Many companies feared that new health-insurance eligibility provisions under the Affordable Care Act that took effect for 2015, as well as the ACA’s individual mandate, would cause more employees to enroll this year, pushing up costs.
Any hand-wringing over the matter appears to have been unjustified, however.
With open enrollment results now in, Mercer reports in “Health Care Reform Five Years In” that there was virtually no change in the percentage of employees, full-time and part-time, who enrolled in employer-sponsored health plans.
While there was a 1.6% increase in the number of employees enrolled, that was the result of a 2.2% increase in the size of the work force.
“Employers that had to offer coverage to more employees were braced for a bump in enrollment this year, but they didn’t know how big it would be,” says Tracy Watts, a senior partner and leader for health reform at Mercer. “But while some did see increases, for the most part it seems the newly eligible either had coverage through a parent’s or spouse’s plan or through Medicaid — or are continuing to go bare” despite the new tax penalty for those without health insurance.
For 2015, companies with 100 or more full-time-equivalent employees (FTEs) were required to offer insurance to at least 70% of their full-time workers. In 2016, that threshold will be 95%.
And, for this year, employees who work at least 30 hours per week, or whose service hours equal at least 130 hours a month, for more than 120 days in a year are considered full time. Most of the newly eligible were those working at least 30 hours a week but less than 40 hours, whom their employers had previously considered to be part-timers and not eligible for insurance.

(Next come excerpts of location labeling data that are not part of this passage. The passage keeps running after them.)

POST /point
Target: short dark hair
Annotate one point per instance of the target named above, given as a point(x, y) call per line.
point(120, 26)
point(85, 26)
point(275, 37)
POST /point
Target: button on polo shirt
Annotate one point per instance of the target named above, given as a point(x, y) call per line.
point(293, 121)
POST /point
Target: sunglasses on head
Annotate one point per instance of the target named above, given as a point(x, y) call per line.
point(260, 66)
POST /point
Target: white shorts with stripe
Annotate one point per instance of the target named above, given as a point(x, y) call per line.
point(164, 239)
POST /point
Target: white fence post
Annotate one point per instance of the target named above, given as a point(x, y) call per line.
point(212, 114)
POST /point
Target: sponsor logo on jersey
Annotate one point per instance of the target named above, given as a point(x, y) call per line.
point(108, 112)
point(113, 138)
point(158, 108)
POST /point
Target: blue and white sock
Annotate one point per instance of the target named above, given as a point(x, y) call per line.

But there weren’t too many of those. Across all 600 employers that participated in the survey, the average percentage of employees who were eligible for coverage rose just one percentage point. And the average percentage of eligible employees who enrolled actually dropped a point, from 84% to 83%. That left the average percentage of all employees (both eligible and ineligible) who enrolled in 2015 essentially unchanged from 2014, at 74%.
Among respondents in the food and lodging businesses, the industry sector most affected by the 30-hour rule, the average percentage of employees eligible for coverage rose from 57% to 60%. But overall enrollment at those companies crept up by just one point, to 34%.
Why didn’t the ACA rules have a bigger impact on enrollment? Mercer found that most respondents, 81%, were already in compliance with the eligibility requirement prior to 2015. And among those employers that did extend coverage to more employees, many found that few of the newly eligible chose to enroll.
While the individual mandate may have inspired some employees to enroll for the first time, other factors may have drawn employees out of employer plans. While 18% of all respondents (and 31% of those with 5,000 or more employees) believe that more employees elected coverage than in past years due to the individual mandate, 7% of all respondents (and 14% of those with 5,000 or more employees) believe some former enrollees now waive coverage because they are eligible for expanded Medicaid.
Additionally, some employers took steps to hold down enrollment growth. This included reducing hours of at least some employees who consistently worked 30 or more hours per week so that they did not become eligible for coverage, or keeping new hires to less than 30 hours per week. Very few respondents — just 2% — said they increased staff so that more employees would work fewer hours each (see chart above).